Compensation is paid in all acci­dent cases except:

1) When injury does not disable totally or partially.

2) When workman is under in­fluence of drink,

3) When a workman disobeys clear orders regarding safety.

4) When a workman disregards safety devices.

No claim for compensation can be entertained unless notice has been gi­ven as soon as practicable after the accident, but within 2 years of oc­currence of death, disability or ac­cident.


This is a very important factor if we are not going to be caught un­awares when an accident occurs. The medical examination should be by an Industrial Medical Officer or a Board of Specialists.

Haphazard record of vision may give rise to a lot of difficulties later. Several cases have been discovered by me (on a routine check-up of our records) where vision has been re­corded as, both eyes = 6/6. Prob­ably in such cases vision was record­ed by a general duty doctor with both eyes together. After an acci­dent the workman can claim that each eye was normal. One eye how­ever may have been blind at the time of employment.

Colour vision must be recorded in all cases whether good colour vision is essential for the job or not. A workman not requiring good colour vision at time of recruitment may be transferred later to a job where good colour vision is essential. Leaving aside railway jobs and crane ope­rators etc in whom good colour vi­sion is essential, ordinary workers like electricians require good colour vision. The colour of wires red, blue and green if mistaken may lead to se­rious accident and death. In all such cases heavy compensation may have to be paid just because proper medi­cal examination was not undertaken earlier.

MALINGERING:- Many people pose a problem to the Industrial Oph­thalmologist by malingering. A few examples will help.

1) C. R. was exposed to hot coal tar gases and developed severe con­junctivitis in both eyes. It settled down in two days after which period a thin nebula was discovered on the left cornea reducing his vision to 6/36 with best correction. His pre-recruit­ment records showed "Vision both eyes = 6/6". Even six months after the accident the nebula was as be­fore and must have been there be­fore the accident. The latter fact however could not be proved and a partial disability compensation had to be paid.

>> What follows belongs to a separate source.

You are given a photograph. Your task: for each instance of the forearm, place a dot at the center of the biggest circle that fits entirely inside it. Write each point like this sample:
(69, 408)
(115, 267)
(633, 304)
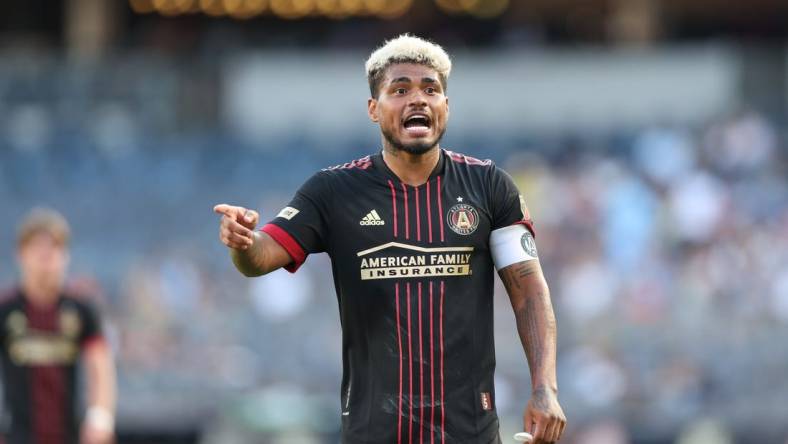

2) 2 years after a hot metal burn on face and hands J.G.P. claimed his reduced eye-sight was due to acci­dent. On examination he was found to have myopic astigmatisum which could be corrected to 6/6. No com­pensation was paid inspite of loud protests by the worker and the work­ers' Union.

3) S.S. after a head injury at work was alright for 6 months. Then he reported loss of sight in the left eye. A simple fogging test proved him to be faking blindness.

Role of corneal opacities

Industrial trauma causing Corneal opacities can be of a multiple nature. A simple tiny corneal foreign body nay become infected giving rise to a sloughing corneal ulcer and a thick corneal leucoma.

Panophthalmitis and loss of eye has been noted in some cases. The cases of lucomas must be submitted to keratoplasty before compensation is decided.

Scales of Compensation:­

1. Loss of sight to such an extent as to render the claimant unable to perform any work for which eye sight is essential 100% loss of earning capacity.

2) Loss of one eye: (other eye be­ing normal) 40% loss of earning ca­pacity.

3) Loss of vision of one eye with­out complication or disfigurement 30% loss of earning capacity.